Like web scrapers, you can build, manage and use a proxy rotator all on your own. For that, you’ll need programming knowledge (Python is ideal as it has many valuable frameworks and an active community), some general CS knowledge, a list of proxies, and a whole lot of patience.
The most basic form would be a script that receives a variable containing your proxy list and assigns random IPs for each request. For example, you could use the random.sample() function to pick one IP at complete random each time, but that means that the same proxy might be used several consecutive times. In that case, you could make it so that after an IP is used, it’s taken out of the proxy list, so it won’t be used again until all other addresses are used as well.
Here’s a short example in Python:
import random
import requests
proxy_pool = ["191.5.0.79:53281", "202.166.202.29:58794", "51.210.106.217:443", "5103.240.161.109:6666"]
URL = 'https://httpbin.org/get'
while len(proxy_pool) >0:
random_proxy_list = random.sample(proxy_pool, k=1)
random_proxy = {
'http': 'http://' + random_proxy_list[0],
}
response = requests.get(URL, proxies=random_proxy)
print(response.json())
proxy_pool.remove(random_proxy_list[0])
The code only cycles the proxy pool once and does it for a single URL, but it should illustrate the logic well. I grabbed the IPs from https://free-proxy-list.net/, by the way. Unsurprisingly, they didn’t work.
That’s kind of the problem with building your own rotator, in fact. You’ll still need good dedicated or at least shared IPs. Once you’re at the point of buying proxies, you might as well look for a solution that rotates the IPs for you as well. This way, you don’t spend extra time building it or extra money outsourcing it. Also, you get more goodies like:
- A quick option to rotate only IPs from a specific region;
- The chance to choose what kinds of proxies to cycle (datacenter or residential; regular or mobile; etc.)
- Setting up static IPs for when you’re scraping behind a login screen;
- Automatic retries with fresh IPs when a request fails.

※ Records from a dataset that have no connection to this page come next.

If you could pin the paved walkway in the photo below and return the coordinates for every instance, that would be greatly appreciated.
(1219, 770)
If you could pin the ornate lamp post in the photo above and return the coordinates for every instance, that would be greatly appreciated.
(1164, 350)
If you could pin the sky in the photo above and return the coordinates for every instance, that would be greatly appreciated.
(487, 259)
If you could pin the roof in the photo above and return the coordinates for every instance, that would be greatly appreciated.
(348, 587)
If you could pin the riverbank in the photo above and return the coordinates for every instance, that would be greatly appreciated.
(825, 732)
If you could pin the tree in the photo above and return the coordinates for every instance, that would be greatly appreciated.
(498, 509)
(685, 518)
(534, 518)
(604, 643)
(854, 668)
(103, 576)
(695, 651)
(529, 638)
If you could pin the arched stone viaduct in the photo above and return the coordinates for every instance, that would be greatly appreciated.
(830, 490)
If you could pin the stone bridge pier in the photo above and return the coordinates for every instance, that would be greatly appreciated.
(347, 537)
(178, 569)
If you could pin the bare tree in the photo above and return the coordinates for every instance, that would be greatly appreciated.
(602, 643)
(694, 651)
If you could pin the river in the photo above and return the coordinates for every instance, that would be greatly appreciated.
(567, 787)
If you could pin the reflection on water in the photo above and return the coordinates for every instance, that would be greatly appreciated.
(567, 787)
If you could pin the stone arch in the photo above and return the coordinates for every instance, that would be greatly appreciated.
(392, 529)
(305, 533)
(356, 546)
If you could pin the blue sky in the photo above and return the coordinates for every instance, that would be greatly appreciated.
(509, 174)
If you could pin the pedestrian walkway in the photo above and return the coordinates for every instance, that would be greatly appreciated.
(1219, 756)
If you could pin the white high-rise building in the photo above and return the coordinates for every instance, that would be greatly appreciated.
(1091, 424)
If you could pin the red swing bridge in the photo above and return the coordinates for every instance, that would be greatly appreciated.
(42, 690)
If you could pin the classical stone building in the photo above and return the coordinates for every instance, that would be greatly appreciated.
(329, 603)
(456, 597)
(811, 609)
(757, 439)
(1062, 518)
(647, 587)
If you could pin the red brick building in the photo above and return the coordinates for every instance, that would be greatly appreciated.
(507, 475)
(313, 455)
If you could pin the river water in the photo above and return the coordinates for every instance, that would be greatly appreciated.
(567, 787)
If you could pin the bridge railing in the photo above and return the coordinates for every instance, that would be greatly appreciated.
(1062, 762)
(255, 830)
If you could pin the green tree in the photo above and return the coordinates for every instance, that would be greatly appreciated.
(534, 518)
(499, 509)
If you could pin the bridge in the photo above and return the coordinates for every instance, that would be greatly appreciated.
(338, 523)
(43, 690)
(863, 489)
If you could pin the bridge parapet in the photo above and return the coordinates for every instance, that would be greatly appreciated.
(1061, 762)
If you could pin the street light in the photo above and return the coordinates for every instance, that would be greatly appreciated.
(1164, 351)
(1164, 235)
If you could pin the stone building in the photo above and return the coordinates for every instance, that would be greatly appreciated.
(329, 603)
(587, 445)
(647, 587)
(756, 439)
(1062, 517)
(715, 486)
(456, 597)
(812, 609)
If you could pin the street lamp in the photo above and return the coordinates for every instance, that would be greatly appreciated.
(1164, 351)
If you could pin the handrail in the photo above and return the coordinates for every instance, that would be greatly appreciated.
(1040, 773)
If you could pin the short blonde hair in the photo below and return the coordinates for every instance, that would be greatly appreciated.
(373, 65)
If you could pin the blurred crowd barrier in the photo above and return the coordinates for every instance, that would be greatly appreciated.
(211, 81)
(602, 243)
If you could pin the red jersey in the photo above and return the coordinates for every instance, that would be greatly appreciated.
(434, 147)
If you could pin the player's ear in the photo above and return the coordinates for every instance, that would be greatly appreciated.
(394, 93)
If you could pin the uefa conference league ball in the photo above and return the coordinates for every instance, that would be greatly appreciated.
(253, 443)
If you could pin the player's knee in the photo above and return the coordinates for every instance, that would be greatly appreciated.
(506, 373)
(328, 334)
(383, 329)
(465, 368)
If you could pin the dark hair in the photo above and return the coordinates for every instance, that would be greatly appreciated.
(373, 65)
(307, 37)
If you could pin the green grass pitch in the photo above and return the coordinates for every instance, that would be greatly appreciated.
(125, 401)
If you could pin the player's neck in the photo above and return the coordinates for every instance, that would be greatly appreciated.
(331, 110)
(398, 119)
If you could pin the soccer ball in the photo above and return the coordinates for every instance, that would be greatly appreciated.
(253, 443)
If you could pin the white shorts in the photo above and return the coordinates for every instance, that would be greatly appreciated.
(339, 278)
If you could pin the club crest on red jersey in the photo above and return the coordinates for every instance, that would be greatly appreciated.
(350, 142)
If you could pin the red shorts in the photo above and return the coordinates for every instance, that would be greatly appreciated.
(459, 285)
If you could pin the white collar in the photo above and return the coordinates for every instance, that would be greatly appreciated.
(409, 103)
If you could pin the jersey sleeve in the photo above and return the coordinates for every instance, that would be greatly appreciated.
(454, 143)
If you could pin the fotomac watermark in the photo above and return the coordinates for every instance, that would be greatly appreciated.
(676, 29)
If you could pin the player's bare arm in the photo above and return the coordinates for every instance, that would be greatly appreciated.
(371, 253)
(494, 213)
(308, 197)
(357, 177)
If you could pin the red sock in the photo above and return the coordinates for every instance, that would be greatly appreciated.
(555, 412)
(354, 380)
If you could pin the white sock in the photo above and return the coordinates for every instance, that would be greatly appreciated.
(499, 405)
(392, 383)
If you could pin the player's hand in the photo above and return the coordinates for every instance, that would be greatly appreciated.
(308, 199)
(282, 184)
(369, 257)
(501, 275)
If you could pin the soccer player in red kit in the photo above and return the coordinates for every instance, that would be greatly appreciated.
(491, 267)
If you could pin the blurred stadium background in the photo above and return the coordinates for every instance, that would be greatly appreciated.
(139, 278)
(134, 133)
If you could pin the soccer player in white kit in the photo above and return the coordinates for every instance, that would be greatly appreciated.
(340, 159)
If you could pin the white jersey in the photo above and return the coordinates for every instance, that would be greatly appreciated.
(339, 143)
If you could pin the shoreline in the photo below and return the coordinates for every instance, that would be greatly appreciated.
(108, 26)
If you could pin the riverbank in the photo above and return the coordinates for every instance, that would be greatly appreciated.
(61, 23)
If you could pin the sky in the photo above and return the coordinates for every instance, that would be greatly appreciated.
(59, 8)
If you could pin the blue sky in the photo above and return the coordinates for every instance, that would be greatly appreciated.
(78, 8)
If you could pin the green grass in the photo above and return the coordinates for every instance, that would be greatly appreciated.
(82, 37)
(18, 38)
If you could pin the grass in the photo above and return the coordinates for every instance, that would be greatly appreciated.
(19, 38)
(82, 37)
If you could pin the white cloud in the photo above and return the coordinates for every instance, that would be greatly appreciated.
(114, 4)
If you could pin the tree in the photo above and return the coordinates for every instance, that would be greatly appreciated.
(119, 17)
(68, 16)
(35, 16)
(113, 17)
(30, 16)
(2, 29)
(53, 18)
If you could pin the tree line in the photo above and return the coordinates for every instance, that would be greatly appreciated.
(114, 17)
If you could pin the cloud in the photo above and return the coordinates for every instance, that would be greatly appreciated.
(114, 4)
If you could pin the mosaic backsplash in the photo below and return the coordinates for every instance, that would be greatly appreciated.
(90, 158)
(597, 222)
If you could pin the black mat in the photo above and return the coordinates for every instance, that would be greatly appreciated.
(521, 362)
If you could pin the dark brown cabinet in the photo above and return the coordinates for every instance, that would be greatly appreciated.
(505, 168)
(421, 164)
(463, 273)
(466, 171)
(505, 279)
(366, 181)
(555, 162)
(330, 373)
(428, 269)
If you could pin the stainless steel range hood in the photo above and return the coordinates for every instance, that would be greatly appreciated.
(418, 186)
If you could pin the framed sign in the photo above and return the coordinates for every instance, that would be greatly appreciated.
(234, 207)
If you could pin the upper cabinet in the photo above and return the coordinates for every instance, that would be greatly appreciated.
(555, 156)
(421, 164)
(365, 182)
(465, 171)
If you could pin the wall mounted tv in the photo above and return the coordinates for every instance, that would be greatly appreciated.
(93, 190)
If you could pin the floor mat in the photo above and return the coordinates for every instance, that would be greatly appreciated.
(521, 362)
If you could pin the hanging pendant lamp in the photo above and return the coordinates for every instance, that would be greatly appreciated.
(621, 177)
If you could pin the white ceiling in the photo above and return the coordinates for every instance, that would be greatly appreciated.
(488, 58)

Let’s take WebScrapingAPI as an example of how easy it is to scrape a page with rotating proxies. The following code is straight from the documentation, where there are many other snippets like it:
import requests
url = "https://api.webscrapingapi.com/v1"
params = {
"api_key":"XXXXXX",
"url":"https://httpbin.org/get",
"proxy_type":"datacenter",
"country":"us"
}
response = requests.request("GET", url, params=params)
print(response.text)
This is all the code you need to scrape an URL while using datacenter proxies from the US. Note that there’s no list of IPs to rotate or even a parameter for it. That’s because the API switches proxies by default. If you want to use the same IP for multiple sessions, just add a new parameter:
import requests
url = "https://api.webscrapingapi.com/v1"
params = {
"api_key":"XXXXXX",
"url":"https://httpbin.org/get",
"proxy_type":"datacenter",
"country":"us",
"session":"100"
}
response = requests.request("GET", url, params=params)
print(response.text)
Just use the same integer for the “session” parameter to use the same static IP for any URL.